Smallpox Demise Linked to Spread of HIV Infection

bbc News
18 May 2010
UK

The worldwide eradication of smallpox may, inadvertently, have helped spread HIV infection, scientists believe.
Smallpox Demise Linked to Spread of HIV Infection
Experts say the vaccine used to wipe out smallpox offered some protection against the AIDS virus and, now it is no longer used, HIV has flourished.

The US investigators said trials indicated the smallpox jab interferes with how well HIV multiplies.

But they say in the journal BMC Immunology it is too early to recommend smallpox vaccine for fighting HIV.

Kill no cure
Lead researcher Dr Raymond Weinstein, from Virginia’s George Mason University, said: “There have been several proposed explanations for the rapid spread of HIV in Africa, including wars, the reuse of unsterilised needles and the contamination of early batches of polio vaccine.”

“However, all of these have been either disproved or do not sufficiently explain the behaviour of the HIV pandemic.”

Dr Weinstein and his colleagues believe immunisation against smallpox may go some way to explain the recent rises in HIV prevalence.

jason warriner
Smallpox immunisation was gradually withdrawn from the 1950s to the 1970s, following the worldwide eradication of the disease, and HIV has been spreading exponentially since then, they say.

Now, only scientists and medical professionals working with smallpox are vaccinated.

To test if the events may be linked, the researchers looked at the white blood cells taken from people recently immunised against smallpox and tested how they responded to HIV.

They found significantly lower replication rates of HIV in blood cells from vaccinated individuals, compared with those from unvaccinated controls.

The smallpox vaccine appeared to cut HIV replication five–fold.

Immune boost

The researchers believe vaccination may offer some protection against HIV by producing long–term alterations in the immune system, possibly including the expression of a receptor called CCR5 on the surface of white blood cells, which is exploited by the smallpox virus and HIV.

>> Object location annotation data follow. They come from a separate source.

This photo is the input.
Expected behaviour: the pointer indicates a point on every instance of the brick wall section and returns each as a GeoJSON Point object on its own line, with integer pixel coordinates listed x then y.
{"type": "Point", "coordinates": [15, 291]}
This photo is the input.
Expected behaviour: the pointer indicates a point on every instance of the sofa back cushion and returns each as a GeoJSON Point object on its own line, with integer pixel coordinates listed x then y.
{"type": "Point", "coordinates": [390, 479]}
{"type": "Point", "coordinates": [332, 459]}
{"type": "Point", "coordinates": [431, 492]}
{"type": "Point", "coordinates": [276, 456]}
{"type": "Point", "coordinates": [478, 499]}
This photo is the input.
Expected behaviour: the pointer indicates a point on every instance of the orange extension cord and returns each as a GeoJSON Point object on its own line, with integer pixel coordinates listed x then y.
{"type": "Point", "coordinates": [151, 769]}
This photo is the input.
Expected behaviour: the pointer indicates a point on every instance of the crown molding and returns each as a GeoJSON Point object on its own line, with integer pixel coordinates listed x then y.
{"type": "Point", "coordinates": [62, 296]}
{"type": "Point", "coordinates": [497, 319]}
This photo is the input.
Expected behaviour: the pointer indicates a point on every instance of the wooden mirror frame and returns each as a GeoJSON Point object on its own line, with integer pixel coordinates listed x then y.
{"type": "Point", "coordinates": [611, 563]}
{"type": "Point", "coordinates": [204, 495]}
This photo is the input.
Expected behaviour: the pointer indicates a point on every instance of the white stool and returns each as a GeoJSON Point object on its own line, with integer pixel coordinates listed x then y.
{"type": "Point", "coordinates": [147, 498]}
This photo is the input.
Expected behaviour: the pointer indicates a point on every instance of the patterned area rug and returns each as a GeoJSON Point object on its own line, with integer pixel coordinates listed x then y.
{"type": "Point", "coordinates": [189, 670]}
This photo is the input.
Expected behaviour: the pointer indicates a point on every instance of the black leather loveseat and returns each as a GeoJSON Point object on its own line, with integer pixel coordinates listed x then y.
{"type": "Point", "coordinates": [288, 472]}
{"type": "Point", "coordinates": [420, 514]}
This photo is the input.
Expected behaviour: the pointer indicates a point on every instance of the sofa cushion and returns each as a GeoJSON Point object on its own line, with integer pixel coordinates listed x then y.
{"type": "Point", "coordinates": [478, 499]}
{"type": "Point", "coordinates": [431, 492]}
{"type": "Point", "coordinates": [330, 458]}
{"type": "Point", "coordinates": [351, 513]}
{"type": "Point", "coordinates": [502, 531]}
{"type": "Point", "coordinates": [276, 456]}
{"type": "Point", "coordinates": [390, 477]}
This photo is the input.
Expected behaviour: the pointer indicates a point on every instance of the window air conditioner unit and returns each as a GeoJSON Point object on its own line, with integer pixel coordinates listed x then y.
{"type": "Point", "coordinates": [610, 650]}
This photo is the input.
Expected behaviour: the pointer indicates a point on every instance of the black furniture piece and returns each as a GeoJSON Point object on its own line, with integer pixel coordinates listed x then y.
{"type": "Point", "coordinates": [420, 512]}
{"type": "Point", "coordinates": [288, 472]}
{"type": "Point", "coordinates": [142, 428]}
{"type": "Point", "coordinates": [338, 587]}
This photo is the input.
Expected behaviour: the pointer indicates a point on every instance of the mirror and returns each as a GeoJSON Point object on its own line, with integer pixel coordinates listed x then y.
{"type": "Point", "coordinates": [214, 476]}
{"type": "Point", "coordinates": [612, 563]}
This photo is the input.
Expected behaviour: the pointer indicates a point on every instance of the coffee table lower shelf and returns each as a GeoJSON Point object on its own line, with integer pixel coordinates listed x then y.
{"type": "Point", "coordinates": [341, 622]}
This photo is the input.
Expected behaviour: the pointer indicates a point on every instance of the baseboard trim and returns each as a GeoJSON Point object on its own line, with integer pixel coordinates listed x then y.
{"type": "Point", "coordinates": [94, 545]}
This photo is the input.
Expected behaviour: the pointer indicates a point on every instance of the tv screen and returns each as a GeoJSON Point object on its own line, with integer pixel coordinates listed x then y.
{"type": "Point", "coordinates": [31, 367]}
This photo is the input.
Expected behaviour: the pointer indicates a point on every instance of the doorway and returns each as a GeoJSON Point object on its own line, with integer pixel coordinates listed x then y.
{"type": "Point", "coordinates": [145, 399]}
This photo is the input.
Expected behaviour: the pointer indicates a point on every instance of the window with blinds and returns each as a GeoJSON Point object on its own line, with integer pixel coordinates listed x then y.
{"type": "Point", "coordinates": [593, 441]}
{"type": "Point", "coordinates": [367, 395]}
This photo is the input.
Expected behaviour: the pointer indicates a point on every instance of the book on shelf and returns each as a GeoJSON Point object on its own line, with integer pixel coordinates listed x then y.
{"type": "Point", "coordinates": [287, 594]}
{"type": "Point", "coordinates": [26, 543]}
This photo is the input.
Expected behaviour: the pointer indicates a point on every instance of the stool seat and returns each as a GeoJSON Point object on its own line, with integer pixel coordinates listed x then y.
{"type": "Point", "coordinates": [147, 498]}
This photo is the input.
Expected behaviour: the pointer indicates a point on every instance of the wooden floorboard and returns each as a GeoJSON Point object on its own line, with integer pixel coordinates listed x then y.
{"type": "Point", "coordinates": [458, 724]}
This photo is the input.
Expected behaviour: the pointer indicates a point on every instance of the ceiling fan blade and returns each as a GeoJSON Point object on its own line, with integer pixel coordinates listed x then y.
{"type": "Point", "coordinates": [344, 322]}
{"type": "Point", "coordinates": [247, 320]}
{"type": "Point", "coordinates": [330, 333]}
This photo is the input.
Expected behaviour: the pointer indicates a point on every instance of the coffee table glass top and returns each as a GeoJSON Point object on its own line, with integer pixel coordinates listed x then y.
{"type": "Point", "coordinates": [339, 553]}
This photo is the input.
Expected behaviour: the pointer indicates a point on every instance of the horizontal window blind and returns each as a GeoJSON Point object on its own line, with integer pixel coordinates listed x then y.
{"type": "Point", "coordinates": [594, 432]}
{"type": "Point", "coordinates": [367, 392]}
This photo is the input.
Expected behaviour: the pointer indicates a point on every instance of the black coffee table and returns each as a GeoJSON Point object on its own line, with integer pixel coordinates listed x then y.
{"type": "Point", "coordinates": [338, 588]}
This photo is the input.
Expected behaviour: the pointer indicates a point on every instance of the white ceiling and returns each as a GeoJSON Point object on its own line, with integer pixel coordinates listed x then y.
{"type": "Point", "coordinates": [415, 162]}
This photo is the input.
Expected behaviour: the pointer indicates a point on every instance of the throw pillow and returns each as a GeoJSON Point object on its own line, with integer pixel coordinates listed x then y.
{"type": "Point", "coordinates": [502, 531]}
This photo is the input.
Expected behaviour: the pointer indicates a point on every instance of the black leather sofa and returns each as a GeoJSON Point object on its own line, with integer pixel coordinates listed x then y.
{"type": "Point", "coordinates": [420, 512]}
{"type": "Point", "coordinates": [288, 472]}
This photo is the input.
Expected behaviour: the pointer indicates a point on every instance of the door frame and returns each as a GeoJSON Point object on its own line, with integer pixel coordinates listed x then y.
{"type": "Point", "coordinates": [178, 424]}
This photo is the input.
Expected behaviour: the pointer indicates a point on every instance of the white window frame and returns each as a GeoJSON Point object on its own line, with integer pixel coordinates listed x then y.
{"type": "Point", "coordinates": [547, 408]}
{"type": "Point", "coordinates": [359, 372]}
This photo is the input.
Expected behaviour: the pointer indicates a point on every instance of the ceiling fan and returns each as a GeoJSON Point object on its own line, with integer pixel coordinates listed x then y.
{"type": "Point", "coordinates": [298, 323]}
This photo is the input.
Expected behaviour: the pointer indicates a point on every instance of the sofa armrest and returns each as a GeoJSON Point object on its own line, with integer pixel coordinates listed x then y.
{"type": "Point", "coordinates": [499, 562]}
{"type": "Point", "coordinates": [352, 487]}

Jason Warriner, clinical director for the Terrence Higgins Trust, said: “It’s impossible to say whether the withdrawal of the smallpox vaccine contributed to the initial explosion of HIV cases worldwide, but it is a plausible explanation.”

“This is an interesting piece of research, and not just as a history lesson. Anything that gives us greater understanding of how the virus replicates is another step on the road towards a vaccine and, one day, a cure.”

“Further studies into the role receptor cells play are needed, and even then any discoveries are likely to be just one part of the solution.”

“Until we find a way to eradicate the virus from the body, the focus should remain on stopping it being passed on in the first place.”